Skandha when applied to the Rākṣasas means “shoulder.”

[20]:

Literally, “great flesh.” “Great” seems to give the idea of unlawfulness, as in the Greek μέγα ἔργνο.

[21]:

This resembles the Tantric rite described in the Mālalī Mādhava. See note at the end of this chapter. —n.m.p.

[22]:

Cf. the golden rose in Gaal, Märchen der Magyaren, p. 44.

[23]:

Reading tasyān for tasmān.

[24]:

Somadeva no doubt means that the hairs on the king’s body stood on end with joy.—See Vol. I, p. 120n1.— n.m.p.

[25]:

According to the canons of Hindu rhetoric glory is always white.

[26]:

Night is compared to a female goblin (Rākṣasī). These creatures have fiery mouths.

[27]:

Cf. Sicilianische Märchen, collected by Laura Gonzenbach, vol. i, p. 160.

[28]:

Magical sciences, in virtue of which they were Vidyādharas or science-holders.

[29]:

A son or pupil of Viśvāmitra.

[30]:

Prajñapti, “foreknowledge,” is one of the many “sciences” controlled by Vidyādharas, or “holders of magic science.”

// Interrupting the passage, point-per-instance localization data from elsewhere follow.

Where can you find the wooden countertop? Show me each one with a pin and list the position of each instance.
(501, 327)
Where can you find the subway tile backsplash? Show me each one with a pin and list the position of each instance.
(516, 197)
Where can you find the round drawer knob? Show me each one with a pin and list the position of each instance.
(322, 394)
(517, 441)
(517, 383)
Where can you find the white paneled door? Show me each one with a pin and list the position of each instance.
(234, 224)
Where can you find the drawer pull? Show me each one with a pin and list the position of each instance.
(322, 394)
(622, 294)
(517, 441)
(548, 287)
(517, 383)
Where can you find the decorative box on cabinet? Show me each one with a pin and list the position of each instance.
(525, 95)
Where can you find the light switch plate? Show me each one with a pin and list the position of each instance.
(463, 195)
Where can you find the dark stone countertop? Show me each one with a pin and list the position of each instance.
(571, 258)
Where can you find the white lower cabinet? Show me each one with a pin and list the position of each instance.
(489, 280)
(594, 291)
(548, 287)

She (for the science is feminine) occurs again at the beginning of Chapter XXX; in the “Story of Alaṅkāravatī,” Chapter LI; and in the “Story of the Silent Couple,” Chapter CXI. In Chapter XLV the art is said to be founded on Sāṅkhya and Yoga and is described as “the famous supernatural power, and the independence of knowledge, the dominion over matter that is characterised by lightness and other mystic properties.”

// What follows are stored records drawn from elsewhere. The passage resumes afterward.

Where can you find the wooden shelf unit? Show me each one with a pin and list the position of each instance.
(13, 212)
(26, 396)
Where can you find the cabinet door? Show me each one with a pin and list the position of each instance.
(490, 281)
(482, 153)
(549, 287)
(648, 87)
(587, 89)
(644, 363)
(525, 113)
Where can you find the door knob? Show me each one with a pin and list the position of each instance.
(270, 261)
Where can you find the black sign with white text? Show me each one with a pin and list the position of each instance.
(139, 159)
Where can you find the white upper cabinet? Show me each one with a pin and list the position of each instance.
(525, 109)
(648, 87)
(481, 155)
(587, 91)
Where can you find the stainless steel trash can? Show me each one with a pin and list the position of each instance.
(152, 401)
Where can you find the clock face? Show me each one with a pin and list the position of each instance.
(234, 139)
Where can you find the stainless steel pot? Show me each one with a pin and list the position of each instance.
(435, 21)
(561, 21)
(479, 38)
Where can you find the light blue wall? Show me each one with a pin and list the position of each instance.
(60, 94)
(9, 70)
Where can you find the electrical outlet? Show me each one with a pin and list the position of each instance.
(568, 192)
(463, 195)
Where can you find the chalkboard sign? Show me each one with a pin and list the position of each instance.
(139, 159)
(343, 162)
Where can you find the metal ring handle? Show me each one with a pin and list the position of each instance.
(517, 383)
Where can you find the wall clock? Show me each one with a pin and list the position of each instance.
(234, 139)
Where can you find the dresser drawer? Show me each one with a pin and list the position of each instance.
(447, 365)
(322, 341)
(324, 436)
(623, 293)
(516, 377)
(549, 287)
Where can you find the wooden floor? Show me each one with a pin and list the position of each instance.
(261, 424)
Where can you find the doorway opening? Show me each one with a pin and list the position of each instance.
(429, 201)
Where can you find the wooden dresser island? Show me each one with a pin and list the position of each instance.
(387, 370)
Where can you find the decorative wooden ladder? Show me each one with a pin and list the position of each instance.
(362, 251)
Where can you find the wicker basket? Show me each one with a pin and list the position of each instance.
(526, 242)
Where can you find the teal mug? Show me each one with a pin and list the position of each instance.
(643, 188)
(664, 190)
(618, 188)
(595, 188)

Various other sciences besides Prajñapti occur in this work, thus in Chapter XLVI the science called Mohanī, “bewitching,” appears, and in Chapter CVII it is Gaurī, “with three eyes, armed with a trident,” who paralysed the chief heroes of Naravāhanadatta’s army. See Bloomfield, Proc. Amer. Phil. Soc., vol. lvi, 1917, pp. 1-6.—n.m.p.